April 05, 2011 / William Thomson, Green Homes Expert

India’s Indira Gandhi International Airport Terminal 3 has achieved gold certification from the Leadership in Energy and Environmental Design New Construction, the first recognition awarded to an airport terminal building.

Indian Airport Terminal First to Achieve LEED Gold Certification

The award was given to recognize the airport terminal’s eco-friendly features such as sustainability, water efficiency, energy and atmosphere, material and resources, indoor environmental quality and innovation in design, much like that of the San Francisco International Airport which has also been awarded LEED gold certification.

The airport will reopen its terminal 2 next week after having been closed in 2000. The more than $380 million renovation of the airport terminal started in 2008 through the partnership between Gensler and Turner Construction.

The Indian Green Building Congress (IGBC), the Indian chapter of US Green Building Council which sets the standard for all green buildings around the globe, has bestowed the gold certification.

I P Rao, CEO of Delhi International Airport Limited, said they appreciate the gold rating awarded to the airport terminal 3, acknowledging the fact that LEED NC is a certification body that assesses buildings worldwide for eco-friendliness.

Primary to the goals of the airport terminal’s design team was to achieve energy efficiency and improvement of environmental quality features, he added.

Of all the green features in the airport terminal, the rain water harvesting has been the greater focus.

The airport terminal’s water efficient landscaping uses no potable water but a supply from the Sewage Treatment Plant.
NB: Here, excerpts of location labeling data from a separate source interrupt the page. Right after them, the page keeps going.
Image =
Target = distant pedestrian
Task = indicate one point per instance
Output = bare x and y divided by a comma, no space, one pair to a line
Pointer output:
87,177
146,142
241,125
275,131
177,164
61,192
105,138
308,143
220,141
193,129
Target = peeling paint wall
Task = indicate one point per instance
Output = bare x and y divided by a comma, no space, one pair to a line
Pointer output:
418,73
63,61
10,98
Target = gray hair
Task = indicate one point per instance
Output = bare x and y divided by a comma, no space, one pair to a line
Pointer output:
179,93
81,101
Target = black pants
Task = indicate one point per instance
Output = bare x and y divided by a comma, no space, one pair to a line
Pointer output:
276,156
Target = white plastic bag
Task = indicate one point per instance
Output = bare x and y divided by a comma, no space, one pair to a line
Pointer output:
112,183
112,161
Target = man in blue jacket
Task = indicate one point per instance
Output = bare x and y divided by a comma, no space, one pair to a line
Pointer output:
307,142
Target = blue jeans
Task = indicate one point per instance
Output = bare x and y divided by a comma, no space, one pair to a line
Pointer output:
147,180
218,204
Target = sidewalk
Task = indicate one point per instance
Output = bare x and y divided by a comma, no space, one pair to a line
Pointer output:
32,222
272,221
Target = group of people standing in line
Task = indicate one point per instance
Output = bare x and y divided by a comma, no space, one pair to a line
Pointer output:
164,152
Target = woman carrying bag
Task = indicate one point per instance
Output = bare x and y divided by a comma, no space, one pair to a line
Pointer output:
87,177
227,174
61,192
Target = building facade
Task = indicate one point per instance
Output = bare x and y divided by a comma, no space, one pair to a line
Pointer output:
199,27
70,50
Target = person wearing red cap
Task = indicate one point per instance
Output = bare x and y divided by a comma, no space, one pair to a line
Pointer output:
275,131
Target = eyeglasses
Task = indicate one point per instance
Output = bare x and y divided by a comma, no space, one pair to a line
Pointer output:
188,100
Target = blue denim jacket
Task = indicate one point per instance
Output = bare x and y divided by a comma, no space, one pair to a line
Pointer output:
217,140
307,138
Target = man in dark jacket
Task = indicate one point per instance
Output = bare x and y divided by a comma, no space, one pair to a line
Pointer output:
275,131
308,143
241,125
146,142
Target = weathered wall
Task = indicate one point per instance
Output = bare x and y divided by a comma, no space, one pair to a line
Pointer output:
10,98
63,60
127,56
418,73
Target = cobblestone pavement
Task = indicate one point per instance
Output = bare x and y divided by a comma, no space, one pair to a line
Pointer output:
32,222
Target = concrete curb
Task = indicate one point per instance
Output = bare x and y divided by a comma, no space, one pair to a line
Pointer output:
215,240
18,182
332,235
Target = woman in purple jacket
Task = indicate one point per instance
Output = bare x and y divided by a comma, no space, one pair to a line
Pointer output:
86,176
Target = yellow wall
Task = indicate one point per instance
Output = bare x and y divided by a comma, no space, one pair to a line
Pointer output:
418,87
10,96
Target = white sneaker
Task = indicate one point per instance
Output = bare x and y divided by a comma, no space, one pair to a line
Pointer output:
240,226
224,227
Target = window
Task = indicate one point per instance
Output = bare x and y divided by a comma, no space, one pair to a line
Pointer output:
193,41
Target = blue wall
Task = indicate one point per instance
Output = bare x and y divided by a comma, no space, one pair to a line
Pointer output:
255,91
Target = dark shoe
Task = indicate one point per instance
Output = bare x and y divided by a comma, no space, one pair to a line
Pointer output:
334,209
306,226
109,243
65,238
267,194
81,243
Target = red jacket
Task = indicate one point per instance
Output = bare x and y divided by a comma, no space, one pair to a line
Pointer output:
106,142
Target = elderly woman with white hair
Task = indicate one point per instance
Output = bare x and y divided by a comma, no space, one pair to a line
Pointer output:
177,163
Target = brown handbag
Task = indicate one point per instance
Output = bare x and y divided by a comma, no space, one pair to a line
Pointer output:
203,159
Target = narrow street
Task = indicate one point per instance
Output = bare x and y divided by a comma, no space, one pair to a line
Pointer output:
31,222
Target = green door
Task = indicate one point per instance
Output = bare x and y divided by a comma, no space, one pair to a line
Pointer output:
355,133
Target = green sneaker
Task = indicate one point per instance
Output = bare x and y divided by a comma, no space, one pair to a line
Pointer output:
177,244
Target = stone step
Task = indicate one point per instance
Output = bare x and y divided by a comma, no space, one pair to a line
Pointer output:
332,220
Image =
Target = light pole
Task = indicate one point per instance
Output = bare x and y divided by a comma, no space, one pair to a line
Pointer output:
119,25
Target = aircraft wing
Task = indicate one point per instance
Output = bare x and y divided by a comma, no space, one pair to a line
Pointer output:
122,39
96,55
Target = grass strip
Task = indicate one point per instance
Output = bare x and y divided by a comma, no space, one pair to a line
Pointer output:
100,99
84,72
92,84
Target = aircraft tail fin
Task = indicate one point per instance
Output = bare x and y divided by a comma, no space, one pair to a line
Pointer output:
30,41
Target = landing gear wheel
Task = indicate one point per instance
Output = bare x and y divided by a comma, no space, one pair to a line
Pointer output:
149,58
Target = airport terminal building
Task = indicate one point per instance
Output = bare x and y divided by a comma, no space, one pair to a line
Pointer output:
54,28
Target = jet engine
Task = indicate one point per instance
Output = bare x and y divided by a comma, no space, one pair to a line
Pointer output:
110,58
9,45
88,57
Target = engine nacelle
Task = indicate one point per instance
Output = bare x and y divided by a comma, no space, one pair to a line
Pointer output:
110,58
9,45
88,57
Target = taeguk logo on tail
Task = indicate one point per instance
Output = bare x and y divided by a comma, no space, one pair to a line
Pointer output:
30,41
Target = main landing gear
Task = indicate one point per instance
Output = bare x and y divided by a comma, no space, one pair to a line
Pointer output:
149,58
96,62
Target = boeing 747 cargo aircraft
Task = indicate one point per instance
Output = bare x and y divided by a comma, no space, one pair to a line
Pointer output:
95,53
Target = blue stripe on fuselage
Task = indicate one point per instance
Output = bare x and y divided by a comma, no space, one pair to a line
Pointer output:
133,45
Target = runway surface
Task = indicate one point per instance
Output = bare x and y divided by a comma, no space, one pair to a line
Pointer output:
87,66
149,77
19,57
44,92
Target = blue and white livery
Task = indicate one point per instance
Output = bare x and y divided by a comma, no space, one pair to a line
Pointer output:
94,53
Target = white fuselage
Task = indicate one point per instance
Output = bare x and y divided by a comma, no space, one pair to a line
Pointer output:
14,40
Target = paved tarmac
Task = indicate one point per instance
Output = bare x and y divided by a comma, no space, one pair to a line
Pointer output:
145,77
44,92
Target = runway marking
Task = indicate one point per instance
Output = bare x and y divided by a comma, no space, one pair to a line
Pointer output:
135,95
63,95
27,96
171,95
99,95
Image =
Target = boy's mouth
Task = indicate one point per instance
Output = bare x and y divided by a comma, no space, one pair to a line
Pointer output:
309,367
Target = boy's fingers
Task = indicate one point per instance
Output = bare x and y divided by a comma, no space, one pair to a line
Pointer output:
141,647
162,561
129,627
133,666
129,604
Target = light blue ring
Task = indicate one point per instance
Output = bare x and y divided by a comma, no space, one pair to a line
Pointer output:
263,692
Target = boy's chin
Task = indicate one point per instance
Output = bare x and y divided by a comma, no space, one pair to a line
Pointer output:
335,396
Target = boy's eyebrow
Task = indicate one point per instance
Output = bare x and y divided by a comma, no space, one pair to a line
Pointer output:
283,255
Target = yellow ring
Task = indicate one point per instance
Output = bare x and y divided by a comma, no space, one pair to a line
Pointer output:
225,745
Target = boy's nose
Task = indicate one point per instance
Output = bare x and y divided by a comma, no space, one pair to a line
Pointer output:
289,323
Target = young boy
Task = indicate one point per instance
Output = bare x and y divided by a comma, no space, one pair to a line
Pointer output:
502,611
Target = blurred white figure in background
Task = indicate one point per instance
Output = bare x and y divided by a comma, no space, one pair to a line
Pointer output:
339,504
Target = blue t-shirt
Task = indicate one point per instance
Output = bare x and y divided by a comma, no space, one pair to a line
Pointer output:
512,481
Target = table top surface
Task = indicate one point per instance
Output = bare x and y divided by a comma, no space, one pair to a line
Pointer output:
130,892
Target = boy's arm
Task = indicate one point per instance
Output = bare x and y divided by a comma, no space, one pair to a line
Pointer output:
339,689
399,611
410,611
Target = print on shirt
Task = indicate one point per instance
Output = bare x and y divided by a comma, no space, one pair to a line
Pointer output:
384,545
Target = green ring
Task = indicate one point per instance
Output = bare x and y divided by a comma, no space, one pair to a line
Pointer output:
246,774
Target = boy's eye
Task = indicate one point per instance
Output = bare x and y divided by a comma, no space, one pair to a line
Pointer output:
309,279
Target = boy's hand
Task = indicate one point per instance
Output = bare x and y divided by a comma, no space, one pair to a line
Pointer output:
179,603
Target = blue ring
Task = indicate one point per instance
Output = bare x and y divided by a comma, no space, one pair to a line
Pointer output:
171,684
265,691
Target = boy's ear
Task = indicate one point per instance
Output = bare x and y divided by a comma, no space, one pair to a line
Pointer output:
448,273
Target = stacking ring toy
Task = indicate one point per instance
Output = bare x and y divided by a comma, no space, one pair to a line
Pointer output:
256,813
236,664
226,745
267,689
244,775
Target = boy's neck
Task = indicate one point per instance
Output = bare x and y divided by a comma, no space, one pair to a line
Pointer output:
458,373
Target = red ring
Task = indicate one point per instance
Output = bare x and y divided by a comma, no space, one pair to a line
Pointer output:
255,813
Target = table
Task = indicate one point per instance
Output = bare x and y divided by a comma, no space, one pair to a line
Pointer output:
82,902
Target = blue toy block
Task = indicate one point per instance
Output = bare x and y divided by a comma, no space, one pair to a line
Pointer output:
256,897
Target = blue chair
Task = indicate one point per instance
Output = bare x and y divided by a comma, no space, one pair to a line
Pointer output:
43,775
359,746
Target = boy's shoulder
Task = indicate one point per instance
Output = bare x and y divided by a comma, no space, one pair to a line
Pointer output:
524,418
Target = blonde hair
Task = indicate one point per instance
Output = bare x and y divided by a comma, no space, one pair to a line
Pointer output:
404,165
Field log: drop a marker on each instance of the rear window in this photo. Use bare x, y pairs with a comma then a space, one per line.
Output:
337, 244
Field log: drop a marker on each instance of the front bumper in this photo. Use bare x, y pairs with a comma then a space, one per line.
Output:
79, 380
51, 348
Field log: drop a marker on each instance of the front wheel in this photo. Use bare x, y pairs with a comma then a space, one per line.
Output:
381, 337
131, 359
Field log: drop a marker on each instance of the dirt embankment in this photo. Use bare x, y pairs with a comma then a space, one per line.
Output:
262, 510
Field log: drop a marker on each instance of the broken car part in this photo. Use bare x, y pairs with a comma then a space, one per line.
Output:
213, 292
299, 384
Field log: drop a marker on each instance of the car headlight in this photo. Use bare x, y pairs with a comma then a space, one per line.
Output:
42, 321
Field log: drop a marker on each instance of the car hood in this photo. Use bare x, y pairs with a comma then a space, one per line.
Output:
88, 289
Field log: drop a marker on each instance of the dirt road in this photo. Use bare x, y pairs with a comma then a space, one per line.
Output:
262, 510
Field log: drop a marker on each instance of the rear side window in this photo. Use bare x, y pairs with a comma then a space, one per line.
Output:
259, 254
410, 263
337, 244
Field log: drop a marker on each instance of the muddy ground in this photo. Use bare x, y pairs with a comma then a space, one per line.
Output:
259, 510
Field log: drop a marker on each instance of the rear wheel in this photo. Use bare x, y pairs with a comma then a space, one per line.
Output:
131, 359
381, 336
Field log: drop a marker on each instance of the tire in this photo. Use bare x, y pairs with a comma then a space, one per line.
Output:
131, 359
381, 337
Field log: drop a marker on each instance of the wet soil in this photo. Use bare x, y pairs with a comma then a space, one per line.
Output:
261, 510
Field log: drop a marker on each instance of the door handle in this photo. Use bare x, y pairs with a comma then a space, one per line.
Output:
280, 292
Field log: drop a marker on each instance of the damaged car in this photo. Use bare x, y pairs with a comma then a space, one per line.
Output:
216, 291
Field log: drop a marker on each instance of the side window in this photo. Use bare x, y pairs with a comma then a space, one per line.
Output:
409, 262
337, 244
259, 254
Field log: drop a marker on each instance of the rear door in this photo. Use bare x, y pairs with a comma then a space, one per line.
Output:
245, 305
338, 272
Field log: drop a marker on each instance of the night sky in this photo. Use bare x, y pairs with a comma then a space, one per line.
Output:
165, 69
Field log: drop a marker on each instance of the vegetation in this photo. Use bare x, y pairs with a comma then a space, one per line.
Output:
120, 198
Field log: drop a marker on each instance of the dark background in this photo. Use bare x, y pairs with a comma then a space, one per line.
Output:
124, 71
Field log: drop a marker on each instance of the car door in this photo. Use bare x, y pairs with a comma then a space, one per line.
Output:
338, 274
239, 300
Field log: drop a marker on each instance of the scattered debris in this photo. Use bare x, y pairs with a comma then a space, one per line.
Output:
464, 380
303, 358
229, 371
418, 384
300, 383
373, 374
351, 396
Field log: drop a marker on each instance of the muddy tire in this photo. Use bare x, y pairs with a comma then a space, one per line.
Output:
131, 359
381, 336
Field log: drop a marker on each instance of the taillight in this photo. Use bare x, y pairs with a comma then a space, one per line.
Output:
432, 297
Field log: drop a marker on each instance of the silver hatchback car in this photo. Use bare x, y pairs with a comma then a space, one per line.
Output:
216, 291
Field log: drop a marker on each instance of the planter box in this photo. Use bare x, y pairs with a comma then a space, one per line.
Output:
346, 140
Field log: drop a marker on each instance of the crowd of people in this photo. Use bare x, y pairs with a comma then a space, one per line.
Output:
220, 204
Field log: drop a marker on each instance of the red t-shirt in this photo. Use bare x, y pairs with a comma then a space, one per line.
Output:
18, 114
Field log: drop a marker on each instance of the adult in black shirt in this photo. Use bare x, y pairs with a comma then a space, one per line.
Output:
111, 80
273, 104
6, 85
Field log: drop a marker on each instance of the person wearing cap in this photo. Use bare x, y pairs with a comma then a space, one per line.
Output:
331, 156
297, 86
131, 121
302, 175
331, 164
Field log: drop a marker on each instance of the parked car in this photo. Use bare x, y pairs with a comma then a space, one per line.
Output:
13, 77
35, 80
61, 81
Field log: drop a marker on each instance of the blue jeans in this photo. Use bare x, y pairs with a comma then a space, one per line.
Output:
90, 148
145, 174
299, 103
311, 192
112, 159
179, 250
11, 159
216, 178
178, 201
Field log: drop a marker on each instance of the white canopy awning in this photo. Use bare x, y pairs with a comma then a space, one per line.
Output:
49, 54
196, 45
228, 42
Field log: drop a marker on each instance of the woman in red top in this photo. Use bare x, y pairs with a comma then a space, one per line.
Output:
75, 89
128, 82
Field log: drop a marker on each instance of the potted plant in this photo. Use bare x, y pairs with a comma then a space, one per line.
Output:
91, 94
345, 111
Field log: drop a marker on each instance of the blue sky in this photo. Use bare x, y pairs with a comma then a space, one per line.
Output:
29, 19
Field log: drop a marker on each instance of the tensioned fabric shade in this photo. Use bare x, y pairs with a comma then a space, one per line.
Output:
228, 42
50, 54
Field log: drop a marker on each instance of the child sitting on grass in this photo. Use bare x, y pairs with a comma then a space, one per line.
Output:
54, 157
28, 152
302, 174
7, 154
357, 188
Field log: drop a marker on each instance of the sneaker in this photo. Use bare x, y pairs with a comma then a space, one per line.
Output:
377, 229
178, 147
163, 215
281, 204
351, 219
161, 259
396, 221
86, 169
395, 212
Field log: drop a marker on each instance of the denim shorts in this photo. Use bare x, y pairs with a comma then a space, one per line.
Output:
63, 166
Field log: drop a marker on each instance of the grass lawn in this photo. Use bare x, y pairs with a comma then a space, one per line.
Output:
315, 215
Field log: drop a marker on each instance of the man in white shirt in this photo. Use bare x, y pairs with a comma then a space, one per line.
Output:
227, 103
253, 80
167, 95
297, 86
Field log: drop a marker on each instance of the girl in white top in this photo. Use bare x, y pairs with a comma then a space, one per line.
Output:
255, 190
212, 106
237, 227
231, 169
It then treats and reuses the sewage.

Before constructing the airport terminal building itself, designers mounted erosion and sedimentation control to prevent the soil from being eroded by storm water.

“T3 is designed to be a national model for passenger-friendly and environmentally responsible airport facilities,” Rao said.

According to Rao, the number of water harvesting structures in the airport terminal rose from 50 in 2008 to 300 this year, a six times increase.

The IGBC requires that a building uses less water, optimizes energy efficiency, conserves natural resources, generates less waste and provides healthier spaces for occupants in contrast to the usual design.